5. Running the Script The Main Block (Refer to MAIN EXECUTION 1 to 5 in code)

This part of the script puts everything into action when you run the Python file.
• MAIN EXECUTION 1 This line ensures the code inside this block only runs when you directly start this Python file.
• MAIN EXECUTION 2 Connect to the database It calls the 'connect_to_db' function to establish your database connection. If it fails the script stops.
• MAIN EXECUTION 3 Fetch user behavior data If the connection is good it calls 'fetch_user_behavior_data' to get your aggregated user data.
• MAIN EXECUTION 4 Perform user clustering If user data is fetched successfully it then calls 'perform_user_clustering' to apply the clustering algorithm. Remember to adjust 'n_clusters' based on your Elbow Method analysis.
• MAIN EXECUTION 5 Close the database connection Finally it closes the database connection. This is a very important good practice to free up resources.

Overall Value of User Segmentation with Clustering
User segmentation using clustering is a powerful machine learning technique for web analytics. It allows you to automatically identify distinct groups within your audience based on their actual behavior. This leads to much more effective and personalized marketing content and website optimization strategies.
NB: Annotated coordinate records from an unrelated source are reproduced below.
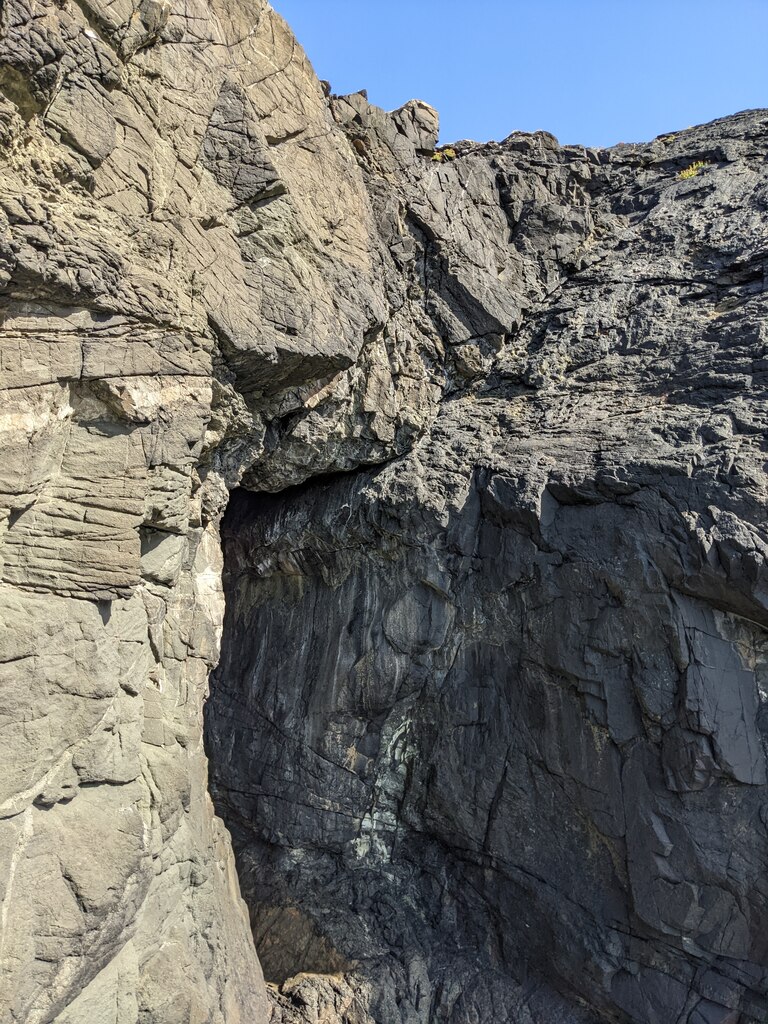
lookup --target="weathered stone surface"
[0,0,768,1024]
[208,110,768,1024]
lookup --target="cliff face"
[0,0,768,1024]
[208,108,768,1024]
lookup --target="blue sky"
[272,0,768,145]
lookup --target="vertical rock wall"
[0,0,766,1024]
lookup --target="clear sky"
[272,0,768,145]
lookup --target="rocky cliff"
[0,0,768,1024]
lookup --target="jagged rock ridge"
[0,0,768,1024]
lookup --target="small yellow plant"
[678,160,708,181]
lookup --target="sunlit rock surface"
[0,0,768,1024]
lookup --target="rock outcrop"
[0,0,768,1024]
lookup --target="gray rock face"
[0,0,768,1024]
[208,112,768,1024]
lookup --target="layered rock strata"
[0,0,768,1024]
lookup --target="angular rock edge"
[0,0,768,1024]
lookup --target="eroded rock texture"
[0,0,768,1024]
[209,110,768,1024]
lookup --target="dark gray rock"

Instead of a one size fits all approach you can tailor your efforts to the unique needs and preferences of each user segment. This demonstrates your ability to apply advanced analytics for strategic business impact. This is a vital skill in modern data science and marketing analytics.

Next Steps:

You have successfully segmented your users into distinct groups using K-Means clustering. This means you are now proficient in applying unsupervised machine learning for audience understanding. The next exciting phase will be to predict bounce rate with machine learning. This will involve building a predictive model to identify sessions or users likely to bounce. This will allow for proactive interventions.
For now make sure you save this Python script in your E drive SankalanAnalytics backend folder. Name it something like 'user_segmentation.py'.